En el ejercicio de facultades de comprobación, en el procedimiento de presunción de inexistencia de operaciones regulado en el artículo 69-B del Código Fiscal de la Federación (y en procedimientos de verificación como el previsto en el artículo 49-B del mismo Código), se ha consolidado desafortunadamente una práctica administrativa que distorsiona de manera sistemática el régimen jurídico de la prueba.
Este fenómeno no puede entenderse sin considerar la evolución que ha tenido el concepto de materialidad de las operaciones en el ámbito fiscal.

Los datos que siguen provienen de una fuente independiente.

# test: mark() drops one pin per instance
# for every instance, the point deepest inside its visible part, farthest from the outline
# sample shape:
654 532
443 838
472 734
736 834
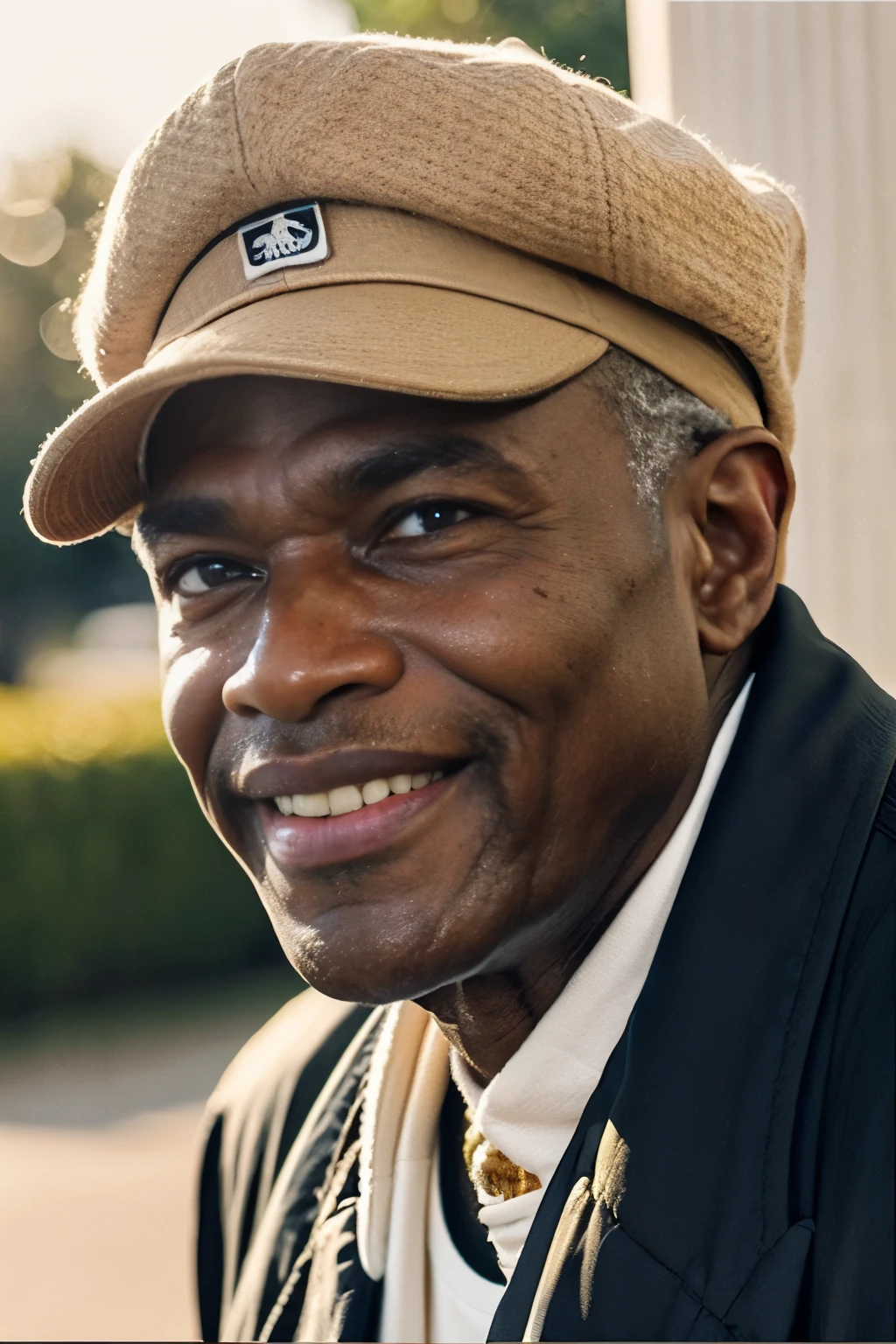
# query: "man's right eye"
205 576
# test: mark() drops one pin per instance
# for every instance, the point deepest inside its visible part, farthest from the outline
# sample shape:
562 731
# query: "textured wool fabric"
494 140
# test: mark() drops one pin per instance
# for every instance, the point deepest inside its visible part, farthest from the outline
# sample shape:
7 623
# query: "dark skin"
343 571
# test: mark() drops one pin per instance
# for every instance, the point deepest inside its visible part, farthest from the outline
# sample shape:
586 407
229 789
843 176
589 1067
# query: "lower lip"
316 842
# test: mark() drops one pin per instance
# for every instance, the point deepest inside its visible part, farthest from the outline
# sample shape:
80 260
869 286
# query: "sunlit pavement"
98 1123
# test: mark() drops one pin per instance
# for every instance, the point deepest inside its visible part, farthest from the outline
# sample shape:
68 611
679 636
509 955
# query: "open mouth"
351 820
352 797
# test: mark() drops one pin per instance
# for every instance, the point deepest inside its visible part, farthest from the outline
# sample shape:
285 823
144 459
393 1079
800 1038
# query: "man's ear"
724 514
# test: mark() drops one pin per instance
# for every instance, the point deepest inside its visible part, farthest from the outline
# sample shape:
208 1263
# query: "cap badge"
288 238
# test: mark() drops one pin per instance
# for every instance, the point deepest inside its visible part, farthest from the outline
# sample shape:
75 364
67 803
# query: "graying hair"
662 423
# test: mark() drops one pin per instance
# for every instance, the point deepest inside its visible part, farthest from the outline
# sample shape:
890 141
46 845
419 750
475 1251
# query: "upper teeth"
349 797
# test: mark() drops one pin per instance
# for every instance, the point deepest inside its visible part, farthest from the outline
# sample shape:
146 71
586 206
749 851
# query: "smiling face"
430 672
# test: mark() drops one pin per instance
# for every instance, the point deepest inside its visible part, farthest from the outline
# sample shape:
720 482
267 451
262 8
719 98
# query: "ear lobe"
739 489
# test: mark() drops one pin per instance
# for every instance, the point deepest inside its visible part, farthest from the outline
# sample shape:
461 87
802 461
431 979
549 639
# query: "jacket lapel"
718 1043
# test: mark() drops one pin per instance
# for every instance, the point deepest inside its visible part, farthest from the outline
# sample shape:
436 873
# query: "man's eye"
430 518
208 574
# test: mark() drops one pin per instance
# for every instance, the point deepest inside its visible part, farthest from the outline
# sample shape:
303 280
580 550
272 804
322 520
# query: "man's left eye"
430 518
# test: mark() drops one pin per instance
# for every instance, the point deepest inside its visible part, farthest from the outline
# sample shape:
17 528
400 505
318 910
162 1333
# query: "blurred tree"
587 35
43 591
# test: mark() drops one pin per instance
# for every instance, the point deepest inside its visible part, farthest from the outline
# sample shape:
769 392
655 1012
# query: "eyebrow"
388 466
191 516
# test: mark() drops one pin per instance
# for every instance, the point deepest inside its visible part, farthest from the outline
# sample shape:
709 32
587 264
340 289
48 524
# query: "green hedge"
113 880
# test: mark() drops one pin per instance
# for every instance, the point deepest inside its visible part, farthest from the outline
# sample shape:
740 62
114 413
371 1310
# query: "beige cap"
446 220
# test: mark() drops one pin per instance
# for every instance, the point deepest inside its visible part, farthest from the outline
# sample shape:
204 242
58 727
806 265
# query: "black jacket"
745 1186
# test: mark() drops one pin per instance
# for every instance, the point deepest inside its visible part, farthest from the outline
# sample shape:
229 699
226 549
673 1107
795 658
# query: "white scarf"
532 1124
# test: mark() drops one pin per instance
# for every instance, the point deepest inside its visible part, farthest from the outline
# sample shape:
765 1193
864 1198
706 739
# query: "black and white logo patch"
291 237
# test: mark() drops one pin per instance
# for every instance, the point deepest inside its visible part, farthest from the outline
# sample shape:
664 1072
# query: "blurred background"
135 958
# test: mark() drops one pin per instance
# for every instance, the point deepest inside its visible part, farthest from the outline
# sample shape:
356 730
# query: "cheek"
191 702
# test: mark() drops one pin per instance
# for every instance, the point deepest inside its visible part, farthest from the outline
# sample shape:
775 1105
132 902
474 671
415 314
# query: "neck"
488 1016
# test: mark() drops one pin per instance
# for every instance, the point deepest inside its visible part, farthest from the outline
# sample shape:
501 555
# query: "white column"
806 89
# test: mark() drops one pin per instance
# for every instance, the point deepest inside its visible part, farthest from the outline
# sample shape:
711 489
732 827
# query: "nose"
315 640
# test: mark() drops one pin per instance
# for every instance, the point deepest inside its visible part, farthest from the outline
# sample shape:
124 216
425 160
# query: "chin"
355 962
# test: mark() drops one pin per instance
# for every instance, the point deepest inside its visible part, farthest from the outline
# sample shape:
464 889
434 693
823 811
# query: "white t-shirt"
529 1110
461 1303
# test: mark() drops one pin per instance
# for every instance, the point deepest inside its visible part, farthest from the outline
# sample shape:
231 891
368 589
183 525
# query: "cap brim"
396 338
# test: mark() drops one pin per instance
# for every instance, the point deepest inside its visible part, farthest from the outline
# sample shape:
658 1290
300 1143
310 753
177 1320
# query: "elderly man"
449 401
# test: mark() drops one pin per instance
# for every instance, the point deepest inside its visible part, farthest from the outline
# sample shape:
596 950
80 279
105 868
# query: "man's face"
356 586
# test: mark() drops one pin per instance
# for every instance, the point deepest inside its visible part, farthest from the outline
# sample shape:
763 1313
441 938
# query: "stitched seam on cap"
589 117
240 130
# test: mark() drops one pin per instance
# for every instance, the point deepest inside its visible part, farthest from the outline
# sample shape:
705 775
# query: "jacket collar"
715 1051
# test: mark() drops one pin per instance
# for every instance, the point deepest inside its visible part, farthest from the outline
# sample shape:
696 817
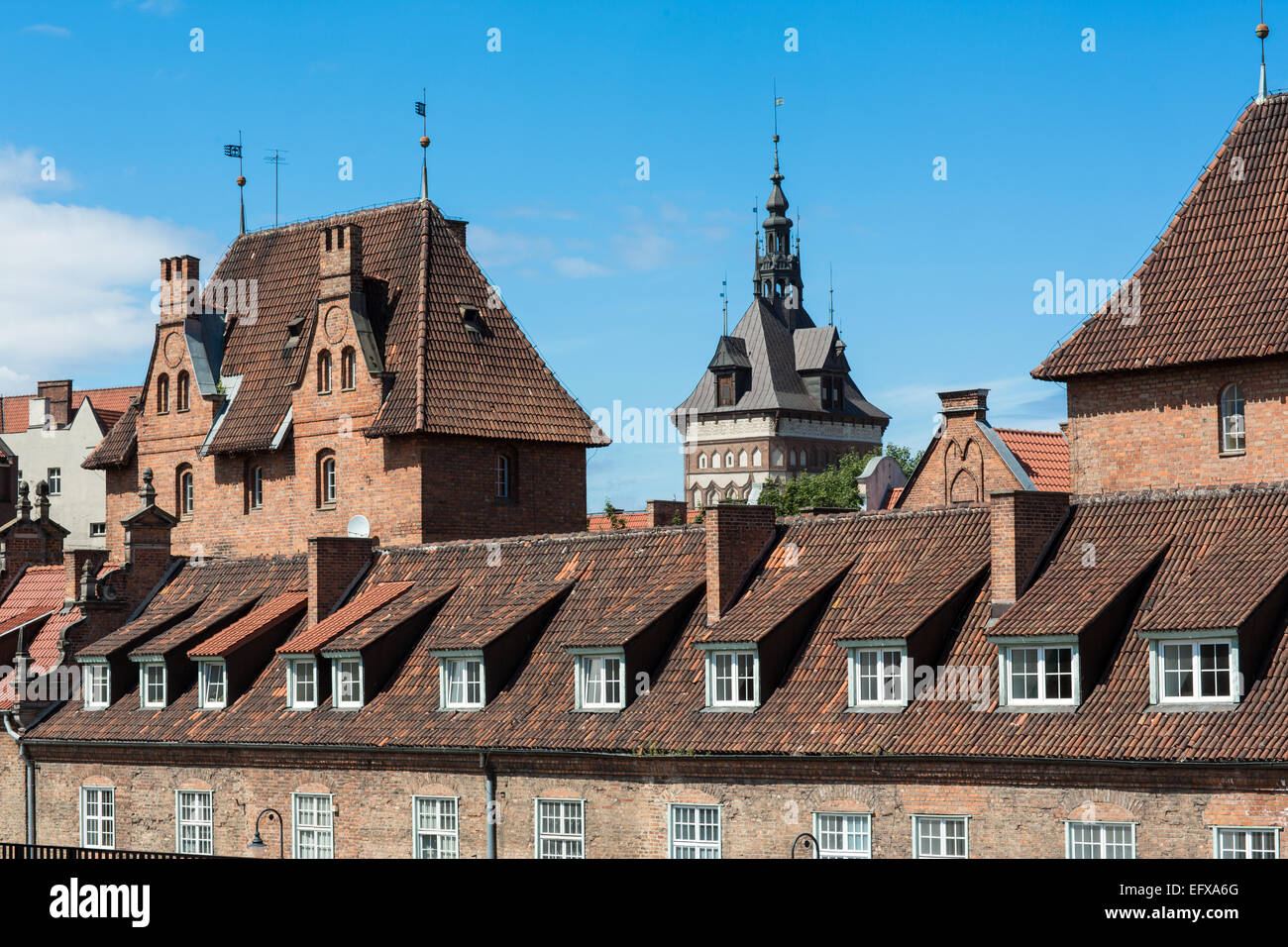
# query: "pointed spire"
1262 31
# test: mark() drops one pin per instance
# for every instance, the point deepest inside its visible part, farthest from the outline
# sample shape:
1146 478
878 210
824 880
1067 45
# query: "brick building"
356 371
777 397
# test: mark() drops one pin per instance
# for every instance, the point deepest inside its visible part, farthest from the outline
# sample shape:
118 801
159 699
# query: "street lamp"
810 845
258 843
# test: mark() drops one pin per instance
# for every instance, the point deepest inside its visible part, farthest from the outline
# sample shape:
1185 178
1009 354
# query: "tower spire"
1262 31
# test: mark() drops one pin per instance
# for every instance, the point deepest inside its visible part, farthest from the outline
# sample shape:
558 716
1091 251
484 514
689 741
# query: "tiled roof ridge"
1167 493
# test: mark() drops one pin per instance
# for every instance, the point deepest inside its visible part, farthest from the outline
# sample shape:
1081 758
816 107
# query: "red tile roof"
1042 454
1215 286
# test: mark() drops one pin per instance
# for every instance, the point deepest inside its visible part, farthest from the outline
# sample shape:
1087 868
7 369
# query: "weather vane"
235 151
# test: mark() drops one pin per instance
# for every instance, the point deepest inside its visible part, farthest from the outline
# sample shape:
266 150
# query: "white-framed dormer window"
939 836
153 684
211 684
301 684
561 828
1244 843
880 674
98 817
194 826
1194 671
844 834
312 827
733 677
436 827
600 681
95 684
1100 839
347 682
694 830
1038 673
460 682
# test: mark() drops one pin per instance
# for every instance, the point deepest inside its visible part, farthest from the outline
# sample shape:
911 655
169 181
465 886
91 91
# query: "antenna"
277 161
424 146
235 151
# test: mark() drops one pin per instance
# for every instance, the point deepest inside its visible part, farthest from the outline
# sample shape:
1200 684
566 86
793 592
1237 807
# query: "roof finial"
1262 31
424 146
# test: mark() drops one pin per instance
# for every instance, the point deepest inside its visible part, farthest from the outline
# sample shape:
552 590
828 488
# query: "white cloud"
578 268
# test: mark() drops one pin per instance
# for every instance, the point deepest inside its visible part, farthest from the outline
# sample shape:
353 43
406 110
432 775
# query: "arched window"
326 479
503 476
348 368
184 489
256 487
323 372
1233 436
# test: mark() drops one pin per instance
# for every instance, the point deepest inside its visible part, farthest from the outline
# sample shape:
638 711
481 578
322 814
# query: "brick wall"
1160 429
1017 809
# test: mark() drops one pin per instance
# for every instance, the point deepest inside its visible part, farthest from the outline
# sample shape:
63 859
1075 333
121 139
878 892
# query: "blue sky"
1059 159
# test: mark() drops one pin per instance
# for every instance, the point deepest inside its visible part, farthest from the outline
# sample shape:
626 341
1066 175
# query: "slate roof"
417 275
776 380
1215 286
1212 557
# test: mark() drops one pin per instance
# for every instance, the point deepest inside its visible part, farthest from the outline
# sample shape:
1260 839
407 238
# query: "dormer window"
1039 674
1197 671
600 681
95 684
347 682
460 682
879 674
301 684
733 678
213 684
153 684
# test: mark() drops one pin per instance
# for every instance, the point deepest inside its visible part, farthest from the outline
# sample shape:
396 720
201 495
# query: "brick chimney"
737 538
339 261
335 565
58 394
180 289
1021 523
971 403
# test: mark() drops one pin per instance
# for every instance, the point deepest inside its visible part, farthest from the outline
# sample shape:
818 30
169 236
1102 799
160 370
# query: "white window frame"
583 663
1100 843
146 701
735 651
325 832
864 817
101 821
445 690
1157 681
1006 646
574 841
697 845
915 836
202 845
454 834
292 669
338 698
1218 830
204 669
93 673
883 647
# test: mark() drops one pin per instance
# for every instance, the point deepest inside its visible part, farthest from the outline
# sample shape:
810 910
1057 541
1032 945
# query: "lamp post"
810 845
258 843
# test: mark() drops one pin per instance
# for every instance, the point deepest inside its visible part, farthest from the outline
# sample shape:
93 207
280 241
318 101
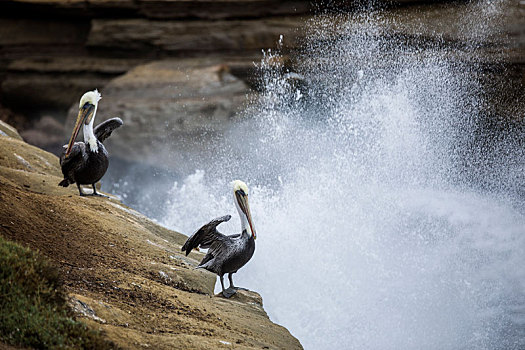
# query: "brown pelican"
226 254
84 163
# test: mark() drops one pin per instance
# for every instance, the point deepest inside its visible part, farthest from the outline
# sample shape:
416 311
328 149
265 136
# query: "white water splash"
375 228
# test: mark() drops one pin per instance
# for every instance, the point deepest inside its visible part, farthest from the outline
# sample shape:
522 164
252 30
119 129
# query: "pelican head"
240 193
86 115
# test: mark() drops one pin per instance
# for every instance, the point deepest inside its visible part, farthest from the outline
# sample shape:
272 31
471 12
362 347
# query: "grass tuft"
33 307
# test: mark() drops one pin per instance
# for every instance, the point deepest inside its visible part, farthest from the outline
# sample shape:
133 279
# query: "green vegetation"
33 308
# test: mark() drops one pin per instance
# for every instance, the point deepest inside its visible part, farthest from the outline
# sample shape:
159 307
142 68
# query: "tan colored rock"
114 262
166 106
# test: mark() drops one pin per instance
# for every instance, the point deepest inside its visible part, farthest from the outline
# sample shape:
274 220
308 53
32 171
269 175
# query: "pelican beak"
245 207
85 113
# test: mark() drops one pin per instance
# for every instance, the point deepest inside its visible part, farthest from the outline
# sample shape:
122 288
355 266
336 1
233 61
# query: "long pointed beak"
246 208
84 114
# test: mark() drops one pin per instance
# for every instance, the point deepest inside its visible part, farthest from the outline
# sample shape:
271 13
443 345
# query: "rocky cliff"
124 274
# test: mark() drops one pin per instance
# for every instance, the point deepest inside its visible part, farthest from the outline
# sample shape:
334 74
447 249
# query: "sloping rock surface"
125 274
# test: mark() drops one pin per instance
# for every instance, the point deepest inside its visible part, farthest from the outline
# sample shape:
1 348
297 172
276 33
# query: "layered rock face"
174 70
124 274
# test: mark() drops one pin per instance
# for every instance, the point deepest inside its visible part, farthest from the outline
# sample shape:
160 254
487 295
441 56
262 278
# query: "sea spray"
375 228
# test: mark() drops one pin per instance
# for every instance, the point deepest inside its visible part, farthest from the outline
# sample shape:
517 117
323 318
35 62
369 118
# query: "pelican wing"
103 130
72 162
206 235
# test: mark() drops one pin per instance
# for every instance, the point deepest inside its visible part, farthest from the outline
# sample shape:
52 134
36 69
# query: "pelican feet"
228 293
93 194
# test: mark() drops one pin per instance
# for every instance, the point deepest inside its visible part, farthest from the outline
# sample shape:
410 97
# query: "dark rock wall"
52 51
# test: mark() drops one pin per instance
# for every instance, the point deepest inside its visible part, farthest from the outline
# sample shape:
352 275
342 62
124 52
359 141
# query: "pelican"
84 163
226 254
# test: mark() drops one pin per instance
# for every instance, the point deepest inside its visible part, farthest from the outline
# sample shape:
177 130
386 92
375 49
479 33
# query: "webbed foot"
228 293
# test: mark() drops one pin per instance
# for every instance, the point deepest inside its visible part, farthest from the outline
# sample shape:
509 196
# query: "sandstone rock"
49 83
109 258
166 105
9 131
194 36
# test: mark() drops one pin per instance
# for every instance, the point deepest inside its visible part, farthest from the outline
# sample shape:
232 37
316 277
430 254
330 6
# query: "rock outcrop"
166 106
124 274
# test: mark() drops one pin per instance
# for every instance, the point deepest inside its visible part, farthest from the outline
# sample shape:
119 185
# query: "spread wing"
103 130
206 235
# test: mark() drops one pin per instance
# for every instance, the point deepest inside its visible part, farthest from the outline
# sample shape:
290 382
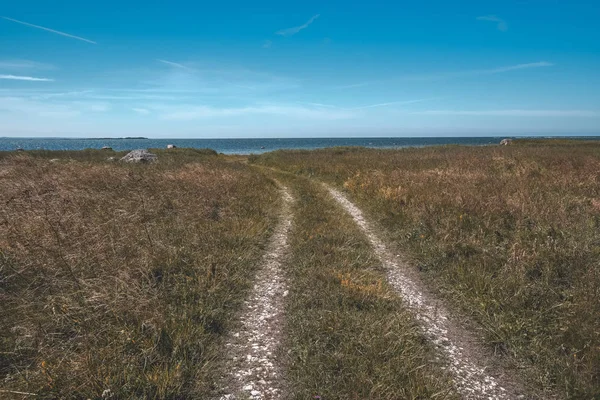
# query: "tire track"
253 371
466 359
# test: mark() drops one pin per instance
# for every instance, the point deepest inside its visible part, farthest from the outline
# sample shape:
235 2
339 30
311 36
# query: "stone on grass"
140 156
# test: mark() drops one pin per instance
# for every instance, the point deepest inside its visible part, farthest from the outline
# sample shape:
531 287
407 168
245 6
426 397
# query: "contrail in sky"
49 30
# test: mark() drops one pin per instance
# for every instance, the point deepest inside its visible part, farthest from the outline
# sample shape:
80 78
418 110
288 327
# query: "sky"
197 69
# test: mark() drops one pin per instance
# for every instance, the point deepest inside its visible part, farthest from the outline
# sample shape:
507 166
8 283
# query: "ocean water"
239 146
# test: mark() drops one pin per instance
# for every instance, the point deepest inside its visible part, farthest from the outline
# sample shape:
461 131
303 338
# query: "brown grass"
121 279
348 335
510 234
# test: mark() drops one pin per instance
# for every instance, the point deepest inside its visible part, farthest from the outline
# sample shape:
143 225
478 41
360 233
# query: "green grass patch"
511 234
122 279
348 334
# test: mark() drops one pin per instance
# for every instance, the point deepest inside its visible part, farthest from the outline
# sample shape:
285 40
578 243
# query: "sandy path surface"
467 362
253 369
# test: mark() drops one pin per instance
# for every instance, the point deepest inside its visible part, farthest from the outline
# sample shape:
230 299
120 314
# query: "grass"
509 234
121 280
348 334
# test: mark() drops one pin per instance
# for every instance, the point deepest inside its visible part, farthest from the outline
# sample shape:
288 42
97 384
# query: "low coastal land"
127 280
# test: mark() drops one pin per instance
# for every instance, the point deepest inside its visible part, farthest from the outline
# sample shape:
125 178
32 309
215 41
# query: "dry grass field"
510 235
119 281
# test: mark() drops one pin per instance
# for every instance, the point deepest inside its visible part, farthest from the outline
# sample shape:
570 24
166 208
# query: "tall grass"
510 234
348 334
118 281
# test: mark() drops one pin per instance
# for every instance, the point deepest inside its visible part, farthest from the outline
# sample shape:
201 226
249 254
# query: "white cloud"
25 78
174 64
474 72
200 112
23 64
515 113
540 64
49 30
501 24
391 103
294 30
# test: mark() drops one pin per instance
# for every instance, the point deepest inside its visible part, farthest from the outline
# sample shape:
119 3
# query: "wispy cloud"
391 103
174 64
25 78
291 111
540 64
515 113
50 30
501 24
294 30
142 111
352 85
475 72
23 64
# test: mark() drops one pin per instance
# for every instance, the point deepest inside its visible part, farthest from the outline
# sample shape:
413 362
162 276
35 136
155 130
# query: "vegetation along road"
347 273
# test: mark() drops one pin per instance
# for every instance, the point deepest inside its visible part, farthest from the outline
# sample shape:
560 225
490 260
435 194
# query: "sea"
244 146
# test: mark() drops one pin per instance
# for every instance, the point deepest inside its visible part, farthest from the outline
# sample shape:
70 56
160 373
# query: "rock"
140 156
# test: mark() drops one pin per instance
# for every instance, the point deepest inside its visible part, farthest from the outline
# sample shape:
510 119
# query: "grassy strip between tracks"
348 335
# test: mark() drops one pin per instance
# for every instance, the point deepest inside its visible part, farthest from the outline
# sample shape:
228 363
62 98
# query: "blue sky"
299 69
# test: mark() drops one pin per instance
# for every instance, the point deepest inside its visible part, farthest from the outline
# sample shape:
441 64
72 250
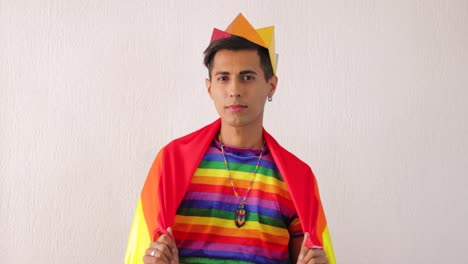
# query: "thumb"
175 252
303 248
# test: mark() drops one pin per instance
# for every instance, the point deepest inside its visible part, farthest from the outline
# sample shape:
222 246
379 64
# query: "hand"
311 255
163 250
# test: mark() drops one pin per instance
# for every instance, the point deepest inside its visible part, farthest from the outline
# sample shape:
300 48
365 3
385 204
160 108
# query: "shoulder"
281 154
196 136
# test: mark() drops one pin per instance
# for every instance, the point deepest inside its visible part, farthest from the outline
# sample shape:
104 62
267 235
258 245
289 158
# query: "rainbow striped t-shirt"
204 228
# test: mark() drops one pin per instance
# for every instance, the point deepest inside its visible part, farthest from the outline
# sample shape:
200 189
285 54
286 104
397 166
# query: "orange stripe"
149 201
213 238
241 184
251 233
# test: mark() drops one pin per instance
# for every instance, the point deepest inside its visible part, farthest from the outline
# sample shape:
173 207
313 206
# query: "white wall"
372 94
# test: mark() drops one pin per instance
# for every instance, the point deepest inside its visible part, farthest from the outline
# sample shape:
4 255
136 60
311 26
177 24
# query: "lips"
236 107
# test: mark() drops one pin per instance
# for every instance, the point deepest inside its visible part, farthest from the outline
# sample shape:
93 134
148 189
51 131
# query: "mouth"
236 107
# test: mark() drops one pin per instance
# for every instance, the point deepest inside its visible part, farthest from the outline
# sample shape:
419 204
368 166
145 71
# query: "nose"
234 89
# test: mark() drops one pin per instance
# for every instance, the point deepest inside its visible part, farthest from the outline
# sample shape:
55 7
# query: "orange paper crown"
240 27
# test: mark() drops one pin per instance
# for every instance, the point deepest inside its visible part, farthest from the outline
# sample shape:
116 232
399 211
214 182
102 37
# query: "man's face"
238 87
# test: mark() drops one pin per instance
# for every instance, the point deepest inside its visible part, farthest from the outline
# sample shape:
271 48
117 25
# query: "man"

En efecto, a partir de las reformas y criterios administrativos que comenzaron a consolidarse en torno al año 2014, la autoridad fiscal transitó de un modelo de verificación predominantemente centrado en la revisión de la contabilidad —en términos del artículo 28 del Código Fiscal de la Federación— hacia un esquema en el que se exige al contribuyente acreditar la efectiva realización de las operaciones mediante elementos adicionales, incluso ajenos a su contabilidad y, en muchos casos, provenientes de actuaciones de terceros.
Antes de este punto de inflexión, si bien la autoridad contaba con amplias facultades de comprobación desde antes del 2014, en la práctica, el debido cumplimiento de las obligaciones fiscales que se revisaban se concentraba en la existencia de comprobantes fiscales, en la aportación de los registros contables, y la congruencia formal con las declaraciones presentadas.
En este sentido la exigencia de demostrar la realidad material de las operaciones mediante evidencia operativa, logística o contextual no constituía el eje central del procedimiento de fiscalización.